Shouldn't this be chars.Length?

Yes. It should have been. I would have thought something would have failed if the wrong password got sent in... Either way, I corrected that.

[rubberduck203]

Okay... I don't get it. I've run the tests locally several times. Results seem intermittent. Sometimes everything passes. Sometimes I get failures. Failures are never the same tests and if I simply re-run the failed tests, they pass. Is this a known issue?

[nulltoken]

I've restarted the build. And it passed.
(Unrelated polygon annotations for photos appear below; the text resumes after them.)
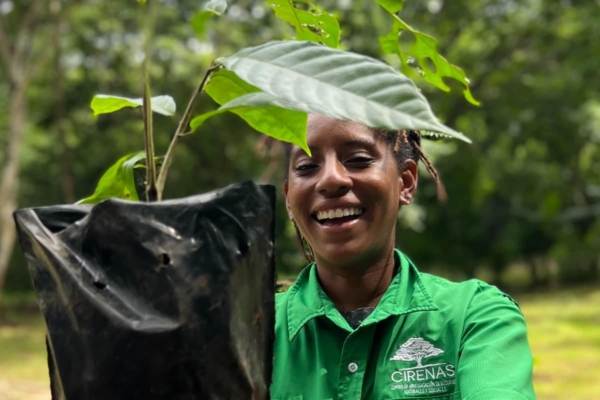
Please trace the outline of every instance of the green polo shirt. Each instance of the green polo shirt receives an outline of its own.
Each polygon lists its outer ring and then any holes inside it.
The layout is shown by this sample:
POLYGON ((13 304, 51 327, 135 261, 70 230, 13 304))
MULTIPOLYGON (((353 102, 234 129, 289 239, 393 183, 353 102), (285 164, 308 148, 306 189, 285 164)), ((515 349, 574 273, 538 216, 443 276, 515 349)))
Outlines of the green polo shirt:
POLYGON ((316 267, 276 297, 271 398, 535 399, 525 320, 478 280, 452 283, 400 268, 375 310, 352 329, 316 267))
Giving a look at the previous AppVeyor logs, looked like a GitHub transient issue.

[nulltoken]

🆒

Before we merge this in, could you please squash those commits together into a nice cohesive one? We tend not to merge review commits.

[rubberduck203]

Thanks @nulltoken. Much appreciated.

Keep up the good work @ALL. Love the library. Thanks for all your hard work on it (and for helping me to contribute in my own small way)!

[nulltoken]

@ckuhn203 Every contribution is welcome. Yours was very thoughtful! Thanks a lot for it. ✨ ✨

[nulltoken]

Published as NuGet pre-release package LibGit2Sharp.0.22.0-pre20150516171636

[rubberduck203]

👍 thanks again. I'll keep my eye on the easy fixes.